In Ekerdt’s view, this busy ethic serves to defend retired people against judgments of senescence.
It gives a positive definition to the retirement role, by adapting retirement to prevailing societal values (“Are you busy? Are you productive? Or are you just hanging around?”)
But I wonder: Are we losing something by thinking of retirement this way? I think of Pascal’s statement that All man’s troubles come from the fact that he cannot sit quietly in his own room. As the Zen Buddhists put it: Sitting quietly, doing nothing.
–Harry (Rick) Moody
This excerpt is from editor Harry (Rick) Moody, from the electronic newsletter, edited by Harry (Rick) Moody, edited by the Office of Academic Affairs at AARP and distributed by the Humanities and Arts Committee of The Gerontological Society of America. To request a sample copy or free subscription to the newsletter, send a message to Dr. Moody at this email address or to valuesinaging@yahoo.com
______________________________________________
BE STILL DOES NOT MEAN BE STALLED
Contributor Kathy Sporre found herself adrift in her sailboat. Rather than panic, she quieted down and the solution came to her. Taking advantage of a slight, ephemeral breeze she would otherwise have missed, she was carried safely back to port.
Kathy writes: “Being calm, aware and present in the moment was absolutely necessary to receive this blessing. And the ability to master this calm presence is one of the gifts I have received through the refinement that only age can bring.

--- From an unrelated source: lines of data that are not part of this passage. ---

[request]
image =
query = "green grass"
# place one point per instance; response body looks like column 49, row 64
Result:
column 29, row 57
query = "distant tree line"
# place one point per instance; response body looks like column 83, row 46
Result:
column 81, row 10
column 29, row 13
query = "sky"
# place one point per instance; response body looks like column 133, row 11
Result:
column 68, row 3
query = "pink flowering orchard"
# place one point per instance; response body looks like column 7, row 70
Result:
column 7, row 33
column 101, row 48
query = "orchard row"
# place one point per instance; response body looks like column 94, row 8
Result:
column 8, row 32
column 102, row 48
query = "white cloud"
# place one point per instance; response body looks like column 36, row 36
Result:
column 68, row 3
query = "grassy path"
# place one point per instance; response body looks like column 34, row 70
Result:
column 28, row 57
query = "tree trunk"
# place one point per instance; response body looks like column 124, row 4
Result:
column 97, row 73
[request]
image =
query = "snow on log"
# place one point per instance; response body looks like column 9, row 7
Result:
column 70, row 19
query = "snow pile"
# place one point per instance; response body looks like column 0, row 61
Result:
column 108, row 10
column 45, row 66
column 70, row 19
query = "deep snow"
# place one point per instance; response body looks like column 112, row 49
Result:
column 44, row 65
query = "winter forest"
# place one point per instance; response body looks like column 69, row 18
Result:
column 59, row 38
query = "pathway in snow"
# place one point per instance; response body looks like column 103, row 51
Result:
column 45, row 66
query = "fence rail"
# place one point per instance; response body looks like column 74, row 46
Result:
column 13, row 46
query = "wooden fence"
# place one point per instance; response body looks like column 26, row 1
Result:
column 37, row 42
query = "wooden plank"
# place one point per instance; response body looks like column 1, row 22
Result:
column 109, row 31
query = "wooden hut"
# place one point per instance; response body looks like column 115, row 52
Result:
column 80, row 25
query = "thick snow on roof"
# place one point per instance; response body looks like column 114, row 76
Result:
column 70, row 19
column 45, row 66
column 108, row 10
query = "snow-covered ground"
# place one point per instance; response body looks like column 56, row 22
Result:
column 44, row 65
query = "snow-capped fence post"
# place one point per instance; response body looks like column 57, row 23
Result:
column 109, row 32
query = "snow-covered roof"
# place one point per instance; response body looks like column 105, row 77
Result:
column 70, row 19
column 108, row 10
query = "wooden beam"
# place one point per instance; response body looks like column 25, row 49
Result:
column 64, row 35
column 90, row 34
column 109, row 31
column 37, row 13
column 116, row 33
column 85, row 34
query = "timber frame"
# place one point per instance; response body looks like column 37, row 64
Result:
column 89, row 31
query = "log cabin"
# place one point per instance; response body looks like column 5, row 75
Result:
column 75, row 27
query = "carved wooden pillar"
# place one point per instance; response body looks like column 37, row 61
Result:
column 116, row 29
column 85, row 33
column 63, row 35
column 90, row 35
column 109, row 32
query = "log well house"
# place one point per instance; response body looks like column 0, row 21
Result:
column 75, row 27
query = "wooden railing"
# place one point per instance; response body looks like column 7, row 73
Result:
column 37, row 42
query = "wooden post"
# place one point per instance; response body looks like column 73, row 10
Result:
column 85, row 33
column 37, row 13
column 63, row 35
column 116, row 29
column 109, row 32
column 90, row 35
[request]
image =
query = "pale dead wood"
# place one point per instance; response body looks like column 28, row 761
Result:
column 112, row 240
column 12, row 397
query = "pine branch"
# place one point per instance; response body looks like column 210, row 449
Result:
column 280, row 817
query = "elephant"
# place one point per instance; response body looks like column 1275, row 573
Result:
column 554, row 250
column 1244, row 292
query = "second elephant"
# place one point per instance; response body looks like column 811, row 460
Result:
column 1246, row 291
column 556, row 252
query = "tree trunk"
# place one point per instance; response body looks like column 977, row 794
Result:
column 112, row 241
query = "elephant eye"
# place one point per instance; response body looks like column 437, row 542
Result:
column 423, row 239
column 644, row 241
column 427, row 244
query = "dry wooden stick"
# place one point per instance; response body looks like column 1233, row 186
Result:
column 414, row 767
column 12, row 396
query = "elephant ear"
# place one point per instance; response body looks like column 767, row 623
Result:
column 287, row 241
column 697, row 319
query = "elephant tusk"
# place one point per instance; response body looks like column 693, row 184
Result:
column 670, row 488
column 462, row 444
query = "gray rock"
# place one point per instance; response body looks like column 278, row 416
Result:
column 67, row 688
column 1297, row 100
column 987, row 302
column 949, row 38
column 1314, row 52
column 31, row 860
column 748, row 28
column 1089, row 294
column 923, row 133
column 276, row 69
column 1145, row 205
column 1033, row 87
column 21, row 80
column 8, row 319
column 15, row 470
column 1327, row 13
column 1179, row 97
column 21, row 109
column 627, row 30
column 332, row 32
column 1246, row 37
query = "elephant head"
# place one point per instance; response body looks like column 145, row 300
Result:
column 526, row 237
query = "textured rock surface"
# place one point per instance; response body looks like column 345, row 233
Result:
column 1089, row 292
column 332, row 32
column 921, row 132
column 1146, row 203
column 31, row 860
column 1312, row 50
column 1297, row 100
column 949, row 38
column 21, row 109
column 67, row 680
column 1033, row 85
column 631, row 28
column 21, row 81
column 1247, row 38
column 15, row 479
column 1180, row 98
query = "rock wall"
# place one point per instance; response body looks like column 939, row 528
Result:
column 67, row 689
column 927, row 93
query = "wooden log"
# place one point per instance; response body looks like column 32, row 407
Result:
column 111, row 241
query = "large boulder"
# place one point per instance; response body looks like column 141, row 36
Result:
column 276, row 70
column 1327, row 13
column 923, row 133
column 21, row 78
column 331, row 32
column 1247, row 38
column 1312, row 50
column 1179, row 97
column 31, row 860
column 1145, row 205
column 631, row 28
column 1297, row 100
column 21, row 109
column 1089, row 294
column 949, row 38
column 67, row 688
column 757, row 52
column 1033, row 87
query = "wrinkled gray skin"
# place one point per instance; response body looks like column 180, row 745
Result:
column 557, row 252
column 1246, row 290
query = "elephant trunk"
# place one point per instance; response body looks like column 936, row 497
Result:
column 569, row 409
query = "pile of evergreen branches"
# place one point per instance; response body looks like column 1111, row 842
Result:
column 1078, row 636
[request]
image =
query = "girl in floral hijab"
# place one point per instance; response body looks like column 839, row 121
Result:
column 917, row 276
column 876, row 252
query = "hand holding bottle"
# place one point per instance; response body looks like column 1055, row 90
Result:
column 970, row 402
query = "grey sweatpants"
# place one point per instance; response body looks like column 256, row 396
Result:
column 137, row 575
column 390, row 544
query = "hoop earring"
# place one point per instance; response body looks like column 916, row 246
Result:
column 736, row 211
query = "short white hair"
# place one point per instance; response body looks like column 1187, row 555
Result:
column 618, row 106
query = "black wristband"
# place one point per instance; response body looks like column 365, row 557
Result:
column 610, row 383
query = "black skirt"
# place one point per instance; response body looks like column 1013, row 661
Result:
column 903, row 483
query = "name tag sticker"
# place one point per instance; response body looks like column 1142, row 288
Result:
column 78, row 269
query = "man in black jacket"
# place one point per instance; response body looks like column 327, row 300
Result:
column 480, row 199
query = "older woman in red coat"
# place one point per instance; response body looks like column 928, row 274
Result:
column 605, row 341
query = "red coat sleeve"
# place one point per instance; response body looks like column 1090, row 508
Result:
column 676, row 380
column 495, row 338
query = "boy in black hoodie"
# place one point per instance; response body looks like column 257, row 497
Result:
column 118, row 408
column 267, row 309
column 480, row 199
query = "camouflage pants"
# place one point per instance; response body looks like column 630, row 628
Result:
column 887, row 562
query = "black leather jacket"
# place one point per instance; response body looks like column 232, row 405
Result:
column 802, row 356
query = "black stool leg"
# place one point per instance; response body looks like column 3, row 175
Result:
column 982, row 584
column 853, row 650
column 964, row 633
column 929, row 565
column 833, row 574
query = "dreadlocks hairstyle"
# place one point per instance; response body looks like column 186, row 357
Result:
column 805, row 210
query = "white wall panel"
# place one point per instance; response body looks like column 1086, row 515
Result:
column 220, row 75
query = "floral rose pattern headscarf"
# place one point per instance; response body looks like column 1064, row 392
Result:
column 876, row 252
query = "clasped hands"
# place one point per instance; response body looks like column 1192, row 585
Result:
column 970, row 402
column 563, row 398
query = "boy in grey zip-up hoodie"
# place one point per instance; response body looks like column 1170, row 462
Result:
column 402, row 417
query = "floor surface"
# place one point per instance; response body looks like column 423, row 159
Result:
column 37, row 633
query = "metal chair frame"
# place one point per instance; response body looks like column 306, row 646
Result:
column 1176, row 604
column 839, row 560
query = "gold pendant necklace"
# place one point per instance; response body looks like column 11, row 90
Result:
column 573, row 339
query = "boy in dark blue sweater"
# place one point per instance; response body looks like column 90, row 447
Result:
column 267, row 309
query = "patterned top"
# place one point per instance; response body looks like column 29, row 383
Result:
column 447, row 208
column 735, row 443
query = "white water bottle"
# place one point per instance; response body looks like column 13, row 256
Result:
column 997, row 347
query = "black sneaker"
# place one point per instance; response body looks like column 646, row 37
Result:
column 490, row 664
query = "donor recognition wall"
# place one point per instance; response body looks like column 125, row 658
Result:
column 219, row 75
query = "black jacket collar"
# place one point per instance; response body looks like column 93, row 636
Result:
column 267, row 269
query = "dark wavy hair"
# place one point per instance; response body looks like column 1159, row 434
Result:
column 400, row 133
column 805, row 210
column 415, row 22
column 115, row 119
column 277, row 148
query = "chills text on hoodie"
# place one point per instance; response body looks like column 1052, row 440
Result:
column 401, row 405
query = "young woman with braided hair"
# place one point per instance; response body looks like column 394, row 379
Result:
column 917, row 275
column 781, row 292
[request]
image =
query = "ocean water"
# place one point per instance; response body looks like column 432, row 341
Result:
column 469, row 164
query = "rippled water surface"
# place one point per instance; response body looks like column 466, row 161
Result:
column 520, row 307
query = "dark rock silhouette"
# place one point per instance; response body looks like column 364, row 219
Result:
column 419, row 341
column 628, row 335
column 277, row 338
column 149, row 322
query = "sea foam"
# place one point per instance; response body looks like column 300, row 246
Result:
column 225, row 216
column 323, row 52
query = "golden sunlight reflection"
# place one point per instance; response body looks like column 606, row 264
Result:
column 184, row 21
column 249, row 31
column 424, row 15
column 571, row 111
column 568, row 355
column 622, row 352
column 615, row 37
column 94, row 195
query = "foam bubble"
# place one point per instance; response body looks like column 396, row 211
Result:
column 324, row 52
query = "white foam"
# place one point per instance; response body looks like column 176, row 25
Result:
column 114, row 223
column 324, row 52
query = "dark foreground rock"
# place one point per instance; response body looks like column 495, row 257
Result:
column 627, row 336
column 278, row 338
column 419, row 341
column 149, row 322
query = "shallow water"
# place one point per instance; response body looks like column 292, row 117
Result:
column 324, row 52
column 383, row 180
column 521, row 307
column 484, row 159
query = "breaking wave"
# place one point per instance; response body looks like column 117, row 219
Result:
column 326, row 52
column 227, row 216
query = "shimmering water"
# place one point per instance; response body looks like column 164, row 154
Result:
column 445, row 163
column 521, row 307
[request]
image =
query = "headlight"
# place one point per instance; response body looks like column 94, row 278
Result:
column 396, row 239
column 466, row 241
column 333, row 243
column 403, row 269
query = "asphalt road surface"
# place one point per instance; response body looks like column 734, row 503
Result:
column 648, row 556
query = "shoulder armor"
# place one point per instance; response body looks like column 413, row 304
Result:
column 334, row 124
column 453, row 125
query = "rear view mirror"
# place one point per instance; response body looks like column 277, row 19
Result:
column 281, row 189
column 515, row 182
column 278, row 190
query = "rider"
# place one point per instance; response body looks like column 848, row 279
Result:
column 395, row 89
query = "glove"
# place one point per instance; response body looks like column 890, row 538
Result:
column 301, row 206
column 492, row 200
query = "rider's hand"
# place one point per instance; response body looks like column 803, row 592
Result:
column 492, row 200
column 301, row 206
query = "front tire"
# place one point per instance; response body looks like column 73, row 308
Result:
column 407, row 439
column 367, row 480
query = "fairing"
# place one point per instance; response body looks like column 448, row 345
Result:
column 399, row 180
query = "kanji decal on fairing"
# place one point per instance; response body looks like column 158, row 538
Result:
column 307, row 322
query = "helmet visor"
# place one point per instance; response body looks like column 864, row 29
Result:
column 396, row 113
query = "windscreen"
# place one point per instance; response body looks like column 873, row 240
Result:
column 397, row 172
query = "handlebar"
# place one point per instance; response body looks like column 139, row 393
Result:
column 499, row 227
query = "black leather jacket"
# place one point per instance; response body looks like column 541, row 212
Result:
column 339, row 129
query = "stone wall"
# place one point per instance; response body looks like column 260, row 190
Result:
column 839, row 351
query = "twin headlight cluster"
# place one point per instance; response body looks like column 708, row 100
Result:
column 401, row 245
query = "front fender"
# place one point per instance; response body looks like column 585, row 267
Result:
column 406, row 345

In other words, I no longer thrash about like I did as a child when learning to swim now that I know I can float. How many magical moments have you missed while in the midst of an outburst over a change in circumstances or a misfortune of some kind? Did a breeze pass you by without notice and leave you stranded?”
“Smooth Sailing” from the website “Refined By Age.”
______________________________________________________
CHIMPANZEES AND HAPPY OLD AGE: On Transitioning to the Wild Side of Midlife
National Geographic informs us that an Old Ape is a Happy Ape
“Too bad chimpanzees can’t buy sports cars. New research says it’s not just humans who go through midlife crises: Chimps and orangutans also experience a dip in happiness around the middle of their lives…
The study team asked longtime caretakers of more than 500 chimpanzees and orangutans at zoos in five countries to fill out a questionnaire about the well-being of each animal they work with, including overall mood, how much the animals seemed to enjoy social interactions, and how successful they were in achieving goals (such as obtaining a desired item or spot within their enclosure). The survey even asked the humans to imagine themselves as the animal and rate how happy they’d be.When Weiss’s team plotted the results on a graph, they saw a familiar curve, bottoming out in the middle of the animals’ lives and rising again in old age. It’s the same U-shape that has shown up in several studies about age and happiness in people.
“When you look at worldwide data, you see this U-shape,” said National Geographic Fellow Dan Buettner, author of Thrive: Finding Happiness the Blue Zones Way. “It’s different for every country, but it’s usually somewhere between age 45 and 55 that you hit the bottom of the curve, and it continues to go up with age. You see centenarians in good health reporting higher well-being than teenagers.”